The next challenge was figuring out how to implement the test in a way that would not create additional work for the patient. “The more we learned about peritoneal dialysis, the more we realized how burdensome the process is,” said Birk. “The patients have to set up a lot of equipment under very specific environmental conditions, and make sure it is all perfectly clean and sterile. And they have to go through this every night,” she described. “So we weren’t sure that they would want to take an extra step of connecting our device.”

Understanding the Patient Experience
To better understand the patient experience, the team connected with Dr. Ken Sutha, a colleague of Dr. Tran’s who, in addition to being a pediatric nephrologist, had been a peritoneal dialysis patient until undergoing a kidney transplant. Sutha introduced them to the parents of one of his patients, a two-year-old girl.

Although the family lived in Reno, Nevada, they traveled to Stanford monthly (a six hour drive each way) for a regular check-up for their daughter, and to renew orders to have boxes of fluids, connectors, and sterile tubing needed to perform the dialysis delivered to their home. On this visit, however, they had been airlifted to Stanford because of a peritonitis scare.

“Her line had become disconnected from her stomach and the parents were worried that, because there was a direct opening to her abdomen, she could have gotten an infection,” recalled Kaneda.  

When the team described their solution to the parents, they responded enthusiastically. “They were really excited about having a sure way to determine whether or not their daughter had an infection,” said Buckup. “The idea of taking an extra minute to connect an extra piece of equipment was infinitely preferable to airlifting her every time they thought she might have an infection.”

National Recognition and Next Steps 
The team moved forward with their project, advancing their solution into a working prototype. Near the end of the course, Dr. Tran suggested that they apply to the KidneyX Redesign Dialysis Phase I competition, which seeks solutions that can improve kidney failure management and patient quality of life. “She thought our device fit those parameters, so we wrote the application and submitted just before the deadline,” remembered Birk. “And then, in the spring, we learned that we had actually won a $75,000 prize!”

The award underscored the importance of the need and the promise of the solution they had developed. In August of 2019, the team spoke at the Innovations in Dialysis Symposium (IDEAS), and in November they were invited to present at the national KidneyWeek conference in Washington D.C.

“We had planned to lay the project aside and focus on pursuing our independent goals upon graduation,” said Kaneda. “But our recognition and connections with professionals in the field inspired us to keep pressing forward. Now that we have all graduated and are still pursuing our other goals, it’s not as easy to keep the project going as it was before. But we talk almost every day and are making steady progress.” Notably, the team has permission from the Stanford Institutional Review Board to test their device using patient effluent and to survey patients to get feedback on different device prototypes.

“The progress this team has made—and continues to make—is a testament to their hard work and creativity, as well as to the support and dedication of their clinical mentors, the BIOE141 course staff, and the Biodesign NEXT program” said Ross Venook, a lecturer in Bioengineering, associate director of engineering at Stanford Biodesign, and co-leader of the BIOE141 capstone course and team advisor.

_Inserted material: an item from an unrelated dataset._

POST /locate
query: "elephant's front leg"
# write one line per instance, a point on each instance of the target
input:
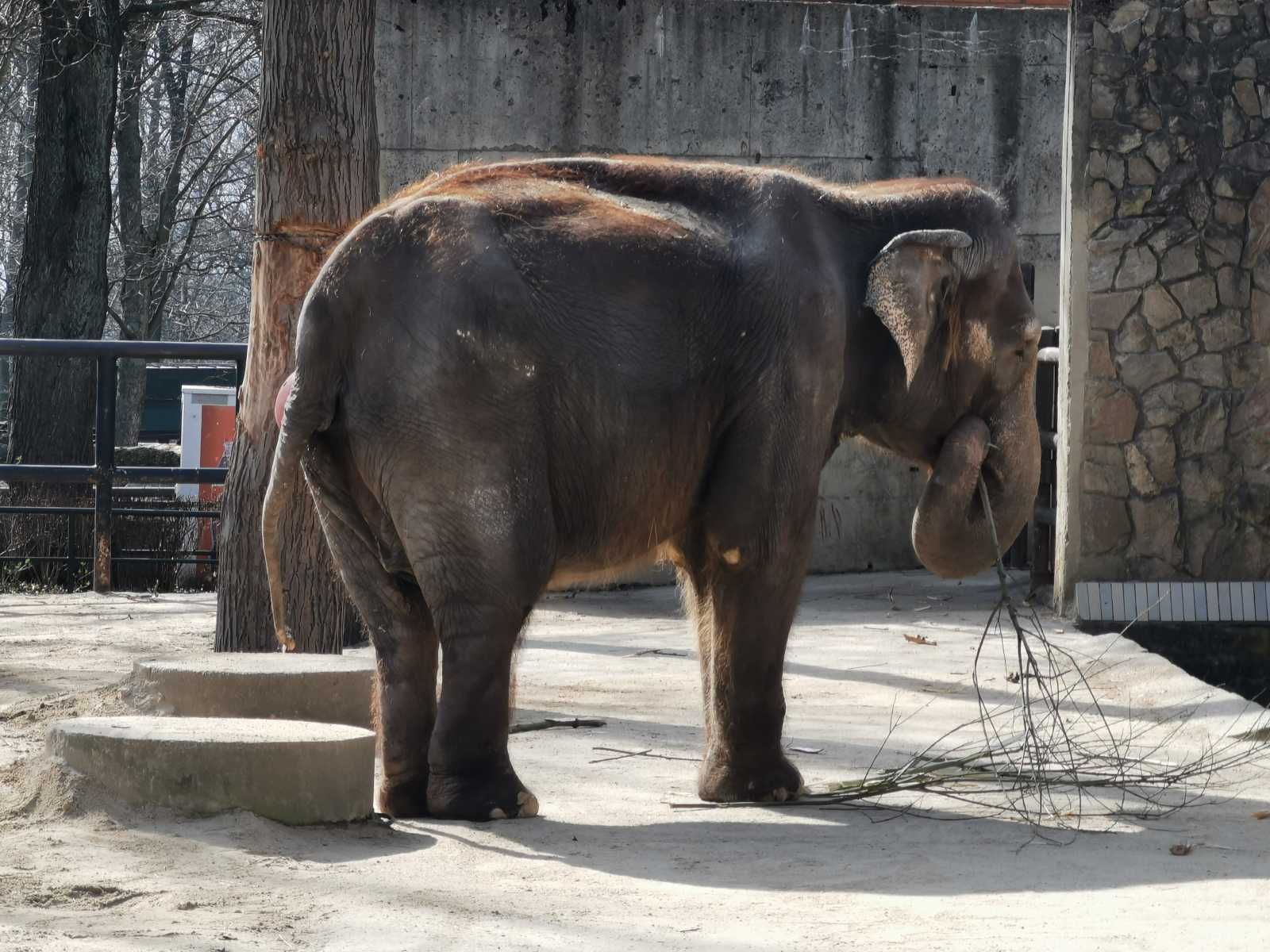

He continued, “I am impressed with how much the team has learned and grown, and I am excited about the potential for the team’s technology to help peritoneal dialysis patients.”  

Reflecting on the experience, Birk encourages Capstone students to go into the course with an open mind, be willing to take their project wherever it leads, and try to be good teammates.  “And while you’re in it, be fully in it and take every opportunity to learn that you can.”

 

 

All quotations are from interviews conducted by the authors unless otherwise cited.